Yury Vasilchanka

Personal information
- Nationality: Belarusian
- Born: 1 April 1994 (age 32)

Sport
- Sport: Athletics
- Event: Hammer throw

= Yury Vasilchanka =

Belarusian hammer thrower

Yury Vasilchanka (Юрый Васільчанка; born 1 April 1994) is a Belarusian hammer thrower.

==Career==
He competed at the 2012 World Junior Championships in Athletics in Barcelona, in the men's 6kg hammer throw, without proceeding to the final. He was a silver medalist at the 2015 European Cup Winter Throwing in the men's U23 hammer throw competition in Leiria, Portugal. He competed at the 2015 European Athletics U23 Championships in Tallinn, Estonia, qualifying for the final, however his results men's hammer throw for this time period were later annulled.

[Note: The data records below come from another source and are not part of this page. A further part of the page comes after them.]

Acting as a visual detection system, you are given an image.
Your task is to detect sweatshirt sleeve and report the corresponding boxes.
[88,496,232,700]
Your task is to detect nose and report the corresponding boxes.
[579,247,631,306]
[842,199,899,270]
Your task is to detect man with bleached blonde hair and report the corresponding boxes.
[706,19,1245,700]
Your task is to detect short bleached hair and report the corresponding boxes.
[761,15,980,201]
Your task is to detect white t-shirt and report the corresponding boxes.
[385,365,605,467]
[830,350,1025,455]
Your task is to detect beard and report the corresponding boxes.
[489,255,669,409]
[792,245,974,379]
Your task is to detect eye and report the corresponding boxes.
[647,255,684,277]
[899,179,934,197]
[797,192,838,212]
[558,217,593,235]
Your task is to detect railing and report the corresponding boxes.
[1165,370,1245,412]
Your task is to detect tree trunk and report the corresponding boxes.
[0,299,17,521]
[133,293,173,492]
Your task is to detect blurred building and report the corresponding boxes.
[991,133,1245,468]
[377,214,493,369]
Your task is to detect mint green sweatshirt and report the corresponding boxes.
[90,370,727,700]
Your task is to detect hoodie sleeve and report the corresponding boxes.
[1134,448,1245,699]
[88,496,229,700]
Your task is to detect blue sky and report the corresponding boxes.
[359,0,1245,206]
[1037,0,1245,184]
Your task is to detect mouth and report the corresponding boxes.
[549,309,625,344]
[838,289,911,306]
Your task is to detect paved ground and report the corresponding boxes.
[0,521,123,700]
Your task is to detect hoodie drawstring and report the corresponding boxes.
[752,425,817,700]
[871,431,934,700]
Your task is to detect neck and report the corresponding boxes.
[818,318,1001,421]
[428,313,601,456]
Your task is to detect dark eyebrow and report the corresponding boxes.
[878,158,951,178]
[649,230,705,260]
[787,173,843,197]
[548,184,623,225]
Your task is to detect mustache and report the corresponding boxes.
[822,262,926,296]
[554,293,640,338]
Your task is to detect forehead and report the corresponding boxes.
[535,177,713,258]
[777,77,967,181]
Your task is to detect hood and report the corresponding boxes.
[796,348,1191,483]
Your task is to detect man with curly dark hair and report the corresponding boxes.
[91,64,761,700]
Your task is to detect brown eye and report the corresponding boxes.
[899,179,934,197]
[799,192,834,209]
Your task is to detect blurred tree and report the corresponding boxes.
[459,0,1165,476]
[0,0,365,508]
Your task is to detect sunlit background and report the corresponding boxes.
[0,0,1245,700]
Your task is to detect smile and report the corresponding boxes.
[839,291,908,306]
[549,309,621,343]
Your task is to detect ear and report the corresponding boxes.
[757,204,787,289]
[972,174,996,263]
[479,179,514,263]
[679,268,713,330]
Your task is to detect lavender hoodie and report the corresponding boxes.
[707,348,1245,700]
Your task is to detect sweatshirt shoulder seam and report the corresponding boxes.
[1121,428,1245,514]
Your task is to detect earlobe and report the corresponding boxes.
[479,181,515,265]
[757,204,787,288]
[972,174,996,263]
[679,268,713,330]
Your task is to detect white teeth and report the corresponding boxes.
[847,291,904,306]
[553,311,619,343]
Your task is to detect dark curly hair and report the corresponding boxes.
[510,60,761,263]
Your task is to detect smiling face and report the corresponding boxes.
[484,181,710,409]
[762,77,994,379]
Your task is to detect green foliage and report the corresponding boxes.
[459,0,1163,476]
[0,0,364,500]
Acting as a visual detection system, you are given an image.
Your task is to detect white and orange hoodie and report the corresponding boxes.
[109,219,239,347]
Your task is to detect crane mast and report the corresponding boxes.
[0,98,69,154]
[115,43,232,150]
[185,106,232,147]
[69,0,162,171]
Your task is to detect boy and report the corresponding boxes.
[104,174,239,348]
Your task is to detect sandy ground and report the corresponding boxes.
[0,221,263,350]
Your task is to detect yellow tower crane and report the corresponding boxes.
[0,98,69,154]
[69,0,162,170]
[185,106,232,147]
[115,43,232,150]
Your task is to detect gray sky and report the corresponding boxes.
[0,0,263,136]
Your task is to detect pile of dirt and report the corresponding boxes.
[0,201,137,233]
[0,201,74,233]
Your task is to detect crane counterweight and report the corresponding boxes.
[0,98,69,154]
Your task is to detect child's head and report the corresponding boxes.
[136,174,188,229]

Vasilchanka threw 76.32 metres to win at a competition in Minsk in May 2021. He became Belarusian national hammer throwing champion for the first time with a victory in Minsk at the Belarus Athletics Championships in June 2021, with a throw of 72.82 metres. Whilst competing in the hammer throw at the delayed 2020 Summer Olympics in Beijing in August 2021, Vasilchanka threw 74.00m to finish seventh in qualifying heat B. In September 2021, he threw 73.14 metres to finish in fifth place at the Kip Keino Classic in Nairobi, Kenya.

He threw a distance of 73.62 metres to win the hammer throw at the Belarusian Athletics Championships in June 2024, to become Belarusian national champion for a second time.

He finished runner-up to Siarhei Kalamoyets at the Belarus Winter Throwing Championships in Brest, Belarus in March 2025, with a throw of 70.65 metres.

==Doping==
Vasilchanka received a four-year doping ban from May 2015 following a positive drug test for a banned substance whilst in competition in Germany.